AUGUSTA — A proposal by Republican Senate President Mike Thibodeau to identify unfunded demands by state government on towns and cities encountered a favorable reception Monday when it was introduced to the Legislature.

LD 1377 would establish the Commission To Study the Reduction of Unfunded and Outdated Municipal Mandates, which would meet at least twice per year to review unfunded and outdated mandates. The next step would be legislative action to eliminate some of the mandates, though Thibodeau’s bill does not address how that would be done.

“I don’t believe any of us who has run for public office has been to a public forum with local officials where this issue has not come up,” said Thibodeau during a State and Local Government Committee hearing Monday on his proposal. “It’s an issue that’s not going to go away until we take it seriously.”

Examples of unfunded mandates include training for firefighters and police, rules and regulations for municipal facilities and a range of staffing requirements. Thibodeau’s bill calls for a study of municipal mandates but does not address public schools or counties.

Rep. Christopher Babbidge, D-Kennebunk, a member of the committee, asked Thibodeau during the hearing whether Thibodeau’s bill was anti-government sentiment in disguise.

“We’ve all heard this national anti-government sentiment,” said Babbidge. “Is this an anti-government bill?”

“It certainly is not,” said Thibodeau. “It is a pro-government bill. The best government is the government that is closest to the people. … If we want to tell local government to do it, let’s fund it. If we don’t have the money to fund it, shame on us for adding to their burden.”
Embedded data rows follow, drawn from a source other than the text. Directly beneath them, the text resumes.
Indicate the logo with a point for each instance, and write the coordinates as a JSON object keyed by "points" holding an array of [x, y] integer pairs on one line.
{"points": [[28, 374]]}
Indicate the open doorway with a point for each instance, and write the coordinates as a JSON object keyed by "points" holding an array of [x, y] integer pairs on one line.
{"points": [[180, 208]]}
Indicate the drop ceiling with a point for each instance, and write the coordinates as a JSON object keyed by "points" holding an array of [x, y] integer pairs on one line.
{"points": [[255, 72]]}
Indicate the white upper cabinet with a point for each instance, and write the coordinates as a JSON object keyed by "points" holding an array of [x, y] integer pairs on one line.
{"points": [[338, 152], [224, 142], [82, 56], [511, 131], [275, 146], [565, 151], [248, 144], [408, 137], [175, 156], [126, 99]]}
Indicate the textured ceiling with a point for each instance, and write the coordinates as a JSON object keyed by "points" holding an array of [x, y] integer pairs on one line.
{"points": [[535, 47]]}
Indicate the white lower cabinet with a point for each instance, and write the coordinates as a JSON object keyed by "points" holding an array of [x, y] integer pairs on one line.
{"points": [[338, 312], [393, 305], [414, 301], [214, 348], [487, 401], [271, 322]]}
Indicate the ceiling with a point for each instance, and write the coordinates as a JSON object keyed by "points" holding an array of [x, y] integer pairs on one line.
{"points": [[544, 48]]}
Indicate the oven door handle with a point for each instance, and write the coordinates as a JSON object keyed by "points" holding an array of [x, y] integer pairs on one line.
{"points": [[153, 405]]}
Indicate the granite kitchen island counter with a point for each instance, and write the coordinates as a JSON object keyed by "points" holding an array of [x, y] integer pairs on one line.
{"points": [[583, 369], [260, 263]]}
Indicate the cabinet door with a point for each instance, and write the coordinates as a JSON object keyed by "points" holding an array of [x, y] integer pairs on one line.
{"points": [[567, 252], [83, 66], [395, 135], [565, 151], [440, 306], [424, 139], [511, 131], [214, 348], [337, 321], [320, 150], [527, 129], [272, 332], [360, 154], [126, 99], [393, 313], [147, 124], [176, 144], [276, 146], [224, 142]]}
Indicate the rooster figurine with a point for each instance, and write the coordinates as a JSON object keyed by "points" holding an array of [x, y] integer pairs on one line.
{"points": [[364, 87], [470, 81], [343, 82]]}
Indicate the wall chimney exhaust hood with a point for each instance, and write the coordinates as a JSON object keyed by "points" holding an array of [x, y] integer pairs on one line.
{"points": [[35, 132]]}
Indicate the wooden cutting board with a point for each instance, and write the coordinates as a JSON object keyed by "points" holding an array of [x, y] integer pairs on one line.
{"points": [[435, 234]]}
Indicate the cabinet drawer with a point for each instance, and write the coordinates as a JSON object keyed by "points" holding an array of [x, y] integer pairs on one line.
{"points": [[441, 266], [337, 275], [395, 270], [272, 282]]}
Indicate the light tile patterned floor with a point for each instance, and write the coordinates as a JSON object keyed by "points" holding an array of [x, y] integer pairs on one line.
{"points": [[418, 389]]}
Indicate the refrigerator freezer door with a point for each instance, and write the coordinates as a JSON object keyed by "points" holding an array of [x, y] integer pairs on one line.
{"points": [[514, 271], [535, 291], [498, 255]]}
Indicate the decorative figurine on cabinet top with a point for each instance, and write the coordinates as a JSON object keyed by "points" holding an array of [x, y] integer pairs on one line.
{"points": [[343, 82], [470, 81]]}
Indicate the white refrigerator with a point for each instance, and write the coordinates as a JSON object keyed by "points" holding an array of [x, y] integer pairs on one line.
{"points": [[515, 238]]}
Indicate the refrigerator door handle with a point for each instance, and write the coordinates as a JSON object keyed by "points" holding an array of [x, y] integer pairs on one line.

Testifying in support of the bill was Kathy Littlefield, who has been a selectwoman in the town of Waldo for more than four decades.

“In my 42 years of serving … I have lived the gamut of mandates,” she said. “A few have been funded; the vast majority of them are unfunded. To me this is, as they say, a no-brainer.”

Littlefield said that in her small town, the paperwork and recordkeeping associated with things such as maintaining a dog catcher or public health officer can be as burdensome, financially, as the mandate itself.

“A lot of people don’t realize, a lot of those things cost money,” said Littlefield.

The Maine Municipal Association supports the bill, which will move to a work session and votes by the committee in the coming days or weeks.